Reproducibility Variable Result LLM Response
Research Type Experimental Through extensive experiments, we show that Curr Mask exhibits superior zero-shot performance on skill prompting tasks, goal-conditioned planning tasks, and competitive finetuning performance on offline RL tasks. Additionally, our analysis of training dynamics reveals that Curr Mask gradually acquires skills of varying complexity by dynamically adjusting its masking scheme.
Researcher Affiliation Collaboration 1Shanghai Jiao Tong University 2Tencent AI Lab
Pseudocode Yes Algorithm 1: Curriculum Masking Algorithm 2: Block-wise Masking
Open Source Code No The abstract states "Code is available at here.", which is a placeholder and not a direct, active link. Appendix B.1 mentions "Our Curr Mask implementation is based on the Mask DP codebase2. ^2https://github.com/FangchenLiu/MaskDP_public", but this refers to a codebase they built upon, not their specific implementation's open release.
Open Datasets Yes We evaluate our method on a set of environments from the Deep Mind control suite (Tunyasuvunakool et al., 2020).

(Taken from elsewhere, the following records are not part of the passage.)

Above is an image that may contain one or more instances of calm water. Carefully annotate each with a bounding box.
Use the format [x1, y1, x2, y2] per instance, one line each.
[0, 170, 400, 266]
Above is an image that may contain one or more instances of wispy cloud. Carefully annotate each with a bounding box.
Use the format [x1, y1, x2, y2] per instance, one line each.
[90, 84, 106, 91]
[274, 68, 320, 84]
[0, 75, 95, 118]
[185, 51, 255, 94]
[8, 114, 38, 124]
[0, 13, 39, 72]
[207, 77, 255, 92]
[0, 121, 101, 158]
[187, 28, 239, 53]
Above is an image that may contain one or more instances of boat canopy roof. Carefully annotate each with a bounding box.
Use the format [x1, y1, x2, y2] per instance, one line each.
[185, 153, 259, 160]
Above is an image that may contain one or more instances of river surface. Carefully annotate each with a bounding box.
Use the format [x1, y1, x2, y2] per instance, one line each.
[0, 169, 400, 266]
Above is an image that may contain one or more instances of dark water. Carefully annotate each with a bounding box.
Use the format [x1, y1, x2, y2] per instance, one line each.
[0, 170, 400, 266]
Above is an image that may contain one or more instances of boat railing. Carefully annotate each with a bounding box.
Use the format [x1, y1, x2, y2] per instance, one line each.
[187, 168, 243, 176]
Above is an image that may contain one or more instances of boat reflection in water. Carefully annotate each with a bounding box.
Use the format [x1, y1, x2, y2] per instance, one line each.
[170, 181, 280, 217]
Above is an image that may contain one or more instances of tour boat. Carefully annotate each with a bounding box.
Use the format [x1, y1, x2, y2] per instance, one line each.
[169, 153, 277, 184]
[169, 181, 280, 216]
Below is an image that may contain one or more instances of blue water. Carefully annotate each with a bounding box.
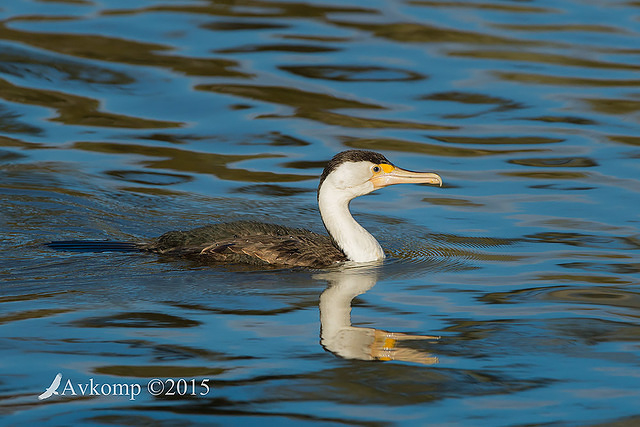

Dataset Splits Yes For zero-shot evaluation, we additionally construct a validation set for each environment using the same protocol but with different random seeds, following the setting in the prior work (Liu et al., 2022).
Hardware Specification Yes Utilizing a single RTX 3090 graphics card, the pretraining on the assembled datasets takes approximately 7-8 hours for 300k gradient steps.
Software Dependencies No The paper mentions that "Our Curr Mask implementation is based on the Mask DP codebase2", but it does not specify version numbers for this codebase or any other key software libraries.
Experiment Setup Yes Table 4: Hyperparameters used for model training and evaluation. (Includes: # encoder layers, # decoder layers, # autoregressive transformer layers, # attention heads, context length, hidden dimension, mask ratio, block size, training optimizer, batch size, learning rate, # gradient steps, EXP3 ϵ, EXP3 γ, evaluation interval, etc.)